# Mehrere SQL-Statements gleichzeitig!?



## l.locke (3. Jun 2004)

Hallo auch,

ich würde gern mehrere SQL-Statements gleichzeitig abschicken. Habe dazu die Funktionen addBatch und executeBatch von der Klasse Statement gefunden und denke mir das könnte damit gehen. Nur wie komme ich dann an die Results ran?

Wenn es jemand weiß oder andere Wege kennt bitte sofort schreiben!

MfG Locke


----------



## nollario (3. Jun 2004)

mehrere statements ist für ändernde sql commands ziemlich gut zu gebrauchen... by selects -> also bei der verwendung von resultsets ist das eher schwierig...

was hast du denn im plan? wie sehen deine sql statements aus?


----------



## nollario (3. Jun 2004)

ach ja... addBatch und executeBatch funzt natürlich nur mit ändernden SQL commands, da dort ein int array der rückgabewert ist.


----------



## l.locke (3. Jun 2004)

Meine SQL-Statements sind normale select anweisungen die aber zeitlich in einem engen Rahmen ausgeführt werden sollten da sonnst die zusammenhänge zwischen ihnen nicht mehr so ganz passen!

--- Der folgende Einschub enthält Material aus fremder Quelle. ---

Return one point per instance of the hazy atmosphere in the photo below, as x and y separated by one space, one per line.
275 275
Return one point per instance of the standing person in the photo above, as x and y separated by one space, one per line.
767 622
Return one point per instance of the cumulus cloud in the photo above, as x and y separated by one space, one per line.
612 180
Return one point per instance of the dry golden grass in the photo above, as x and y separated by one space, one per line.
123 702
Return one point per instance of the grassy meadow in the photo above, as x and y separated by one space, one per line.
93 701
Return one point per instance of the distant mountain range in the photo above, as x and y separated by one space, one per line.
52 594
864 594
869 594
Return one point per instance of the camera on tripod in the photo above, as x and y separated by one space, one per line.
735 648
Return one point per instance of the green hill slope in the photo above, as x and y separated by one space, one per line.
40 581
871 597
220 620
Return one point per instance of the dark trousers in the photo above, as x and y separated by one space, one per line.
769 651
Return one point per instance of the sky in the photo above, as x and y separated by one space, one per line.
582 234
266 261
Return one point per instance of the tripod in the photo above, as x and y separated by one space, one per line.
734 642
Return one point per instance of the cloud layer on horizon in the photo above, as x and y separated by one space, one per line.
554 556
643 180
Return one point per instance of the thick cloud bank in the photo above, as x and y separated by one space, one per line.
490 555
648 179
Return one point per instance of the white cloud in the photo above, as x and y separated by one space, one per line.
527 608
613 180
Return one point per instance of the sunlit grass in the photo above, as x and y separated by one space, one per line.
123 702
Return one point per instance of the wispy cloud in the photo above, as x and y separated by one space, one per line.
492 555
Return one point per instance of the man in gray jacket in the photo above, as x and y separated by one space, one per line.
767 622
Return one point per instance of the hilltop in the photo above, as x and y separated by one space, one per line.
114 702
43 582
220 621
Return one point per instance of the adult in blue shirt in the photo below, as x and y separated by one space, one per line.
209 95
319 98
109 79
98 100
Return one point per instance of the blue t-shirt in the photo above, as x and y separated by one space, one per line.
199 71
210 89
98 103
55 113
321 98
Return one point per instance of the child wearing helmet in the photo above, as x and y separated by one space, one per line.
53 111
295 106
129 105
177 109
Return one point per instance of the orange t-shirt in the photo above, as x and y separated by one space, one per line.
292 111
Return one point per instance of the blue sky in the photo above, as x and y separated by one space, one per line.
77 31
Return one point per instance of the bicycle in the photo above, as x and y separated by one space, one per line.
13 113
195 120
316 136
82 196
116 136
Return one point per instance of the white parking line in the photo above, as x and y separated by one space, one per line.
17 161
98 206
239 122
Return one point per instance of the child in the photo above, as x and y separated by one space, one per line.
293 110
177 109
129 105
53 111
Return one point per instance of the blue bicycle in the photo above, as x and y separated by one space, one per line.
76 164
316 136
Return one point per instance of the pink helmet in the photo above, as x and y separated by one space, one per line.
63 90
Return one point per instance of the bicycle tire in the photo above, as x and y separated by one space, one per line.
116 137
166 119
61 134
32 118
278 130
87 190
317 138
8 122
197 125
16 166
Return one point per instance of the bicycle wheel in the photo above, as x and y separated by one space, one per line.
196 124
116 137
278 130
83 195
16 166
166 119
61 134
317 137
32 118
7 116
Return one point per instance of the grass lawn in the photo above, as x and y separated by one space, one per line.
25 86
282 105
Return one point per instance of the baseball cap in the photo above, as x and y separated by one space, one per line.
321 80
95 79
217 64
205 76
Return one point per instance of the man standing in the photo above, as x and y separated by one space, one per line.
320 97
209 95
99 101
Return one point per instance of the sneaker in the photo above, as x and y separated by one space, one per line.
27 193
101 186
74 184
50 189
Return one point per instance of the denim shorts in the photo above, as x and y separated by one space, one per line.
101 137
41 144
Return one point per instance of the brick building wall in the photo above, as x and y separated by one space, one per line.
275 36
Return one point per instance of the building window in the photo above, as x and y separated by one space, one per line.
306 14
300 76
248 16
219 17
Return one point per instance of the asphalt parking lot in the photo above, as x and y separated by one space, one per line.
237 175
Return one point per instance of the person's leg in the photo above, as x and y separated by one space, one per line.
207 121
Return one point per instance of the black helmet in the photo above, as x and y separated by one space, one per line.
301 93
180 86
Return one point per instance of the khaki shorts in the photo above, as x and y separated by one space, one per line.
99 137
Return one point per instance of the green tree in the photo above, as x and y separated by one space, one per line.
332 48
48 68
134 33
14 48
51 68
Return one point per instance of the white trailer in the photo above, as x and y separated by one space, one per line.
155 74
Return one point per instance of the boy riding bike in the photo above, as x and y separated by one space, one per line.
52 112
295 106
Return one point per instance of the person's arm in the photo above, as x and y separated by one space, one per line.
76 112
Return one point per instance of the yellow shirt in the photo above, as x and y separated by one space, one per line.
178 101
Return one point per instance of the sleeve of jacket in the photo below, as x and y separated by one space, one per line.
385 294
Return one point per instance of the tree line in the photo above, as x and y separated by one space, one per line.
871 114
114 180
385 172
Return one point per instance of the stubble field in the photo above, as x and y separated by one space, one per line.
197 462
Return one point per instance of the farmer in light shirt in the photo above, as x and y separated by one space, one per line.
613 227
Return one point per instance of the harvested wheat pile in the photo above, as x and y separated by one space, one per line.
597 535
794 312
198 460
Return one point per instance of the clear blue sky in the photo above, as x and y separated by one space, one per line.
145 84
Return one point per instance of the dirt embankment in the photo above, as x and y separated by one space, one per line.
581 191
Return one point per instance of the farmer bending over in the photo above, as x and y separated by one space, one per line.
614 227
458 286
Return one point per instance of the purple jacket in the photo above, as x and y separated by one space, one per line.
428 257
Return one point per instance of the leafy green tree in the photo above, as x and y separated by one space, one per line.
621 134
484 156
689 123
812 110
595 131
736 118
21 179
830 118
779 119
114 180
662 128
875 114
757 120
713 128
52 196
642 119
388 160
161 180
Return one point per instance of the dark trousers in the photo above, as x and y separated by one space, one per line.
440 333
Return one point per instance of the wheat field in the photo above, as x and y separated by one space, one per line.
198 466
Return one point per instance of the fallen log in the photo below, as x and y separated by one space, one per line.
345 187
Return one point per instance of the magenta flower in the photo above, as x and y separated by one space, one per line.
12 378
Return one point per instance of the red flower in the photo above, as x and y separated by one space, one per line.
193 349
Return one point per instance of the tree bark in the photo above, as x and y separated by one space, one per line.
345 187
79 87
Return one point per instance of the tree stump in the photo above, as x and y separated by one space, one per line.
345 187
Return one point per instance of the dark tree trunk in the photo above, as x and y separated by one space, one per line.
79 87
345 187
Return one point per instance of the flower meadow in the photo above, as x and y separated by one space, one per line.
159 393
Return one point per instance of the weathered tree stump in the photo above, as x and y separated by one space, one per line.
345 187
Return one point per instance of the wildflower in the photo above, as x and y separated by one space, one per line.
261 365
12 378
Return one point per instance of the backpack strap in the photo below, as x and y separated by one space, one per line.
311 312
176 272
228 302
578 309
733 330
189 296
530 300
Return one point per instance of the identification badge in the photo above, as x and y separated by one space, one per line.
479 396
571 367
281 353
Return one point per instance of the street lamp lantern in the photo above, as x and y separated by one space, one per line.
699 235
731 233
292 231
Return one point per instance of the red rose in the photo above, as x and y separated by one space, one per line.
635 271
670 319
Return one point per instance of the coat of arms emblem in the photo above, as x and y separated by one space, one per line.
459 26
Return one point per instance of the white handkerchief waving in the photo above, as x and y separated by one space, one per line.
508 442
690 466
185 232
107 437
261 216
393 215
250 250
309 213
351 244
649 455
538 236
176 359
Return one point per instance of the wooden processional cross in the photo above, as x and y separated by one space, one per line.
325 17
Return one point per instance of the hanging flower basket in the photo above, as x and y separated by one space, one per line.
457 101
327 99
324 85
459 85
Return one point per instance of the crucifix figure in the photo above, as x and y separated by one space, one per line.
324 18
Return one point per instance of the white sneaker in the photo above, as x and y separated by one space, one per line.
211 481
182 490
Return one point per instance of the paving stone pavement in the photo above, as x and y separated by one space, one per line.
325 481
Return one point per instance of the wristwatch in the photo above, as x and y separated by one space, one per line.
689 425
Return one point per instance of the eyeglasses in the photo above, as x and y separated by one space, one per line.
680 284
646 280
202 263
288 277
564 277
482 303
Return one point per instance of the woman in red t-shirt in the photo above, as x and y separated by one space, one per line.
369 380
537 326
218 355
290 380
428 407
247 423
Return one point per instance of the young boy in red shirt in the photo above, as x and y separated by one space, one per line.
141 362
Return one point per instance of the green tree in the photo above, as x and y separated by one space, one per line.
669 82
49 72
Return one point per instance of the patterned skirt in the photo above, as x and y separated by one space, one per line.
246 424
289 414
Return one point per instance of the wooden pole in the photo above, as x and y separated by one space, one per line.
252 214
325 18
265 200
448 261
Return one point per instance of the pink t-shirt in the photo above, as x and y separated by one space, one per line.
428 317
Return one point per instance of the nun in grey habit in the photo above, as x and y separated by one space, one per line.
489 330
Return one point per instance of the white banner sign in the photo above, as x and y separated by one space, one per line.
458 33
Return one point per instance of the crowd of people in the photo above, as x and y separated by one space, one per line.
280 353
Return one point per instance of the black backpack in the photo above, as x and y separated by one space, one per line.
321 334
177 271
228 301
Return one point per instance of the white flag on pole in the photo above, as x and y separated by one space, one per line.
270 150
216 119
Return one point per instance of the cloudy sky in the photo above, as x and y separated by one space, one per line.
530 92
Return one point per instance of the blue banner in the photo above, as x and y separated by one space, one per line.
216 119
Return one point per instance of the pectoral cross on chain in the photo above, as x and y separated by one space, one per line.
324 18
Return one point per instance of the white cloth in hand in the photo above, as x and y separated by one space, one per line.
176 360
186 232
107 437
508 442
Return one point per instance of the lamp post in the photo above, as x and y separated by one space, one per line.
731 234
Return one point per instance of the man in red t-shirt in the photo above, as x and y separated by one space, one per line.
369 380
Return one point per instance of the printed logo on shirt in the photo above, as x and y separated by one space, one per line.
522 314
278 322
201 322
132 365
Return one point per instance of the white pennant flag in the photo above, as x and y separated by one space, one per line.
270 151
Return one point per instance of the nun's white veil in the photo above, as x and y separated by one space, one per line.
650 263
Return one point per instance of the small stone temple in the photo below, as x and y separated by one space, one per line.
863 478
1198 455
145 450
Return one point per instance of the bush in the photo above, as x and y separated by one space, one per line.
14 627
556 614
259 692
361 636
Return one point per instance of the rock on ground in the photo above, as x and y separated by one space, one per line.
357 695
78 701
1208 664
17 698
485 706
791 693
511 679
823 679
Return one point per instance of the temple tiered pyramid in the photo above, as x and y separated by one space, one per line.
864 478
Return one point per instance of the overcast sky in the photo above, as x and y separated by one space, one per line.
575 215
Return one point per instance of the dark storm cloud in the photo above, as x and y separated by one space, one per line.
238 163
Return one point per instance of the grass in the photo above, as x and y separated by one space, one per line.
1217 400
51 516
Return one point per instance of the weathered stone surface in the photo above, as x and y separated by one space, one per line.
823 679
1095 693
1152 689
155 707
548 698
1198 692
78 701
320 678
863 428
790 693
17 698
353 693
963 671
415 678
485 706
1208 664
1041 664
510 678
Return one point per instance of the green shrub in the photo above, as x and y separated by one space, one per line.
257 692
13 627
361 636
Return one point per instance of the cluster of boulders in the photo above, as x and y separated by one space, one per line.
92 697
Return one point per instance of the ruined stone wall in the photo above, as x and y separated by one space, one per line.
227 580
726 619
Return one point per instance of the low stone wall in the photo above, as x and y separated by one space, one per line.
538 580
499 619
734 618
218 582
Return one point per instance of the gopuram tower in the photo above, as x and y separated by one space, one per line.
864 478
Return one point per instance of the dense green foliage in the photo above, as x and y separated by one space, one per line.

Aber wenn das so nicht geht muss ich mir wohl was anderes überlegen!


----------



## nollario (3. Jun 2004)

du solltest vielleicht mit etwas code frohlocken, ansonsten kann ich dir nicht weiterhelfen... klar: jede db abfrage kostet zeit, aber ohne dein szenario zu kennen, kann ich dir keine optimierung zeigen....


----------



## Jaraz (3. Jun 2004)

l.locke hat gesagt.:
			
		

> Meine SQL-Statements sind normale select anweisungen die aber zeitlich in einem engen Rahmen ausgeführt werden sollten da sonnst die zusammenhänge zwischen ihnen nicht mehr so ganz passen!
> 
> Aber wenn das so nicht geht muss ich mir wohl was anderes überlegen!



Hallo,

besser was anderes. 
Dafür gibt es Transaktionen oder syncronized Blöcke.

Gruß Jaraz


----------